USask has also made an effort to increase access to menstrual products for its community. Since the summer of 2023, the USask’s Period Equity Project supplies menstrual products in more than 70 male, female and gender-neutral designated washrooms at the university. This project was put into place after consultation with students and student groups at USask by the Office of the Provost and Vice-President Academic.
The Equity, Diversity, Inclusion Project Specialist Tasnim Jaisee commented,“The Period Equity Project has received so much positive feedback form our USask students, staff and faculty. The project addresses accessibility and equity while seeking to enhance the health and wellbeing of members of our community. We are grateful for the support our campus has given to the initiatives’s launch. Period equity matters and together we’re building a more accessible and inclusive campus.”

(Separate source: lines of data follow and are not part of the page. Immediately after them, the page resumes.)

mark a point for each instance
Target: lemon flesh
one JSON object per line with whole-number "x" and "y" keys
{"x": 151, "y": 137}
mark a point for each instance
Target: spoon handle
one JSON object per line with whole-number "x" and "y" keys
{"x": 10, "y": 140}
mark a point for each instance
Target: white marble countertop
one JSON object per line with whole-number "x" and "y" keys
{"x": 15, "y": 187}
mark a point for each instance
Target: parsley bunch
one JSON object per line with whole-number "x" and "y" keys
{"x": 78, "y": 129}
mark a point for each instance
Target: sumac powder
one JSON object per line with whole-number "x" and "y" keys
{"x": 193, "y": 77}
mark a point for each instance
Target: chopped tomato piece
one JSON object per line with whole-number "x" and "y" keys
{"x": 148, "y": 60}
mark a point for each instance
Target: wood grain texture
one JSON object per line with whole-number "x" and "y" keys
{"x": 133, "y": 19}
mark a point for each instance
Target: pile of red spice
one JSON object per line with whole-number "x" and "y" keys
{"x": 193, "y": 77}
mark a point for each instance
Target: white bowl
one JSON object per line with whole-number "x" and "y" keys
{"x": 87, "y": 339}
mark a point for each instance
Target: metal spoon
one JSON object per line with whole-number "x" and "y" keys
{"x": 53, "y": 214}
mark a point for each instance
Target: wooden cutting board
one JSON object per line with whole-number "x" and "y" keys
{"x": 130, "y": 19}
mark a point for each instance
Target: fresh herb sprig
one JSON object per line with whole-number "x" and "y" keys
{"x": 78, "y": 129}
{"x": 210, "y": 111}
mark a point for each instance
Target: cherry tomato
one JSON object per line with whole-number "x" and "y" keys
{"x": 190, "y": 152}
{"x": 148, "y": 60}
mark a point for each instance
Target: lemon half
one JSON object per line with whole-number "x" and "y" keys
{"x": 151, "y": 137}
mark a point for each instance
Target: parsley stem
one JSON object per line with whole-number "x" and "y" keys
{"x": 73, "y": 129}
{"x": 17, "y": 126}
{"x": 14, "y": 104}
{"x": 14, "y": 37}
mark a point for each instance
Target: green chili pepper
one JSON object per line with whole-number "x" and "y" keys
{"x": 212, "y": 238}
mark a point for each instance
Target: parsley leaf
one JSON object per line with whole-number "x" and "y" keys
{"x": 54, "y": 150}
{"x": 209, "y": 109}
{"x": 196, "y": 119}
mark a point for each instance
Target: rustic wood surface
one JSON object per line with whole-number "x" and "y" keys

Find the list of washrooms stocked with menstrual hygiene products here.
On our campus at the University of Saskatchewan, it only takes a quick glance to see several student-led organizations working towards menstrual equity, including USask Menstrual Project (UMP) and the USSU Women’s Center. In particular, UMP is an organization which is dedicated to raising awareness for menstrual health.
The UMP was founded to reduce stigma, promote access and to create a community to advocate for menstrual equity. This organization has worked with local organizations like the Moon Time Sisters and the University of Saskatchewan Students’ Union to promote their initiatives. In March of this year, they helped host the Women in Leadership Gala. UMP recognizes the importance of social advocacy and action. They have led fundraisers and hosted packing parties, which purchase and pack menstrual products to send to communities around Saskatchewan. If you’re interested in joining the group or learning more, you can find them on Instagram @usaskmenstrualproject, and they accept general members year-round.
The truth is that even with student-led organizations and the university’s support, there is still work to be done regarding this issue on a provincial, national and international scale. So what can you do?
On November 4th, UMP is helping host a packing party at Mayfair Church from 11 a.m. – 4 p.m., where they will purchase and pack menstrual products that will then be shipped to communities around our province of Saskatchewan. We hope to see you packing and partying with us very soon!
It takes each member of our community to fight for a reality where period products are not thought of as a luxury item, but a given, like toilet paper. Together we can end period poverty.